Analyzing WordPress Hook Usage with Azure Data Lake

2017-06-14

WordPress provides a large number of hooks that allow plugins to extend and modify its behavior. A few months ago, I was curious about which of these hooks are popular, and which of them are hardly ever used. I was also looking for an excuse to give Microsoft’s Data Lake Analytics a spin. U-SQL looked especially attractive as it brought back fond memories of petabyte-scale data crunching at Bing.

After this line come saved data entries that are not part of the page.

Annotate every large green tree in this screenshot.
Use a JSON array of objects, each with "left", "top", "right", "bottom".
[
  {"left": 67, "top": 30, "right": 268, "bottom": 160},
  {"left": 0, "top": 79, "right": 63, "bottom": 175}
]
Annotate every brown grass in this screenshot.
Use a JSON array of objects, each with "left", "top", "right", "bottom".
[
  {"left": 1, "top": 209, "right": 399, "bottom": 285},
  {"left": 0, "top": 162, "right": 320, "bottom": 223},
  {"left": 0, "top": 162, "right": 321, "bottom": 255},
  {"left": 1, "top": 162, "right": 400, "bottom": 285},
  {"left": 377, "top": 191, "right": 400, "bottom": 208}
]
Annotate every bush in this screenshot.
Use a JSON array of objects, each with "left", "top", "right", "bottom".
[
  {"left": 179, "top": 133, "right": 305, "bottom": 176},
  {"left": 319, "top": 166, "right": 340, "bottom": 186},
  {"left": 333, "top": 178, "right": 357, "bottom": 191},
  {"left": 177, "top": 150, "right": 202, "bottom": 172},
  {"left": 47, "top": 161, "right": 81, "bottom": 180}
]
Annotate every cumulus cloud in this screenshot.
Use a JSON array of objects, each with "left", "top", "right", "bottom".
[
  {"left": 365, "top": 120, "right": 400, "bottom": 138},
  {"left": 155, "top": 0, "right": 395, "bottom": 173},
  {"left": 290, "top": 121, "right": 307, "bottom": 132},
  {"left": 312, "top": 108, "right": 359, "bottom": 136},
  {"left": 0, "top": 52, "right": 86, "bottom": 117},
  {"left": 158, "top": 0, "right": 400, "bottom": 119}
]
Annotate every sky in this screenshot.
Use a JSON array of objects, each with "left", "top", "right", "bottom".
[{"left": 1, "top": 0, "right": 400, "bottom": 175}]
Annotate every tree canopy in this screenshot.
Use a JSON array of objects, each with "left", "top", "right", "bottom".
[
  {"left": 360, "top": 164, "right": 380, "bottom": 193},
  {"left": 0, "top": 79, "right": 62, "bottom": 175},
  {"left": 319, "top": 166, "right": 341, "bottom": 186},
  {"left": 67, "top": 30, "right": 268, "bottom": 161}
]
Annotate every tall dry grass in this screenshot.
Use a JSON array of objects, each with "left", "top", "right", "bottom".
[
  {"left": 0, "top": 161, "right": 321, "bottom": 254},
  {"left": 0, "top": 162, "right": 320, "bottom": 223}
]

With that in mind, I set out to build some tools that would calculate the usage of WordPress’s hooks. Breaking that up into smaller steps, I came up with:

Crawl all published plugins on WordPress.org
Extract which hooks are used by each plugin
Extract a list of WordPress hooks
For each WordPress hook, calculate its usage

On the technical side, I set the following goals for this project:

The code should be developed in C# and U-SQL
The project should use .NET Core so that it’s cross-platform (Windows, Linux, Mac)
The project should be usable in Visual Studio, VS Code or from the command line

In this article I talk about the approach and algorithms in general. For the nitty-gritty details, you can check out the source code here: https://github.com/nabsul/WordPressPluginAnalytics.

See the README.md file for instructions on building and running the code.

Crawling for Plugins

I decided to crawl the WordPress.org plugins directory to extract a list of all the plugins. All of the plugins can also be accessed from a common SVN repository, but with different branches and tag folders, I felt that would be slightly more tedious than crawling the html pages to extract the official link to each zip file. The HtmlAgilityPack library makes parsing HTML and extracting information very easy. I use it to parse each page of plugins for the links to each individual plugin page, and then I parsed each plugin page for the zip file URL.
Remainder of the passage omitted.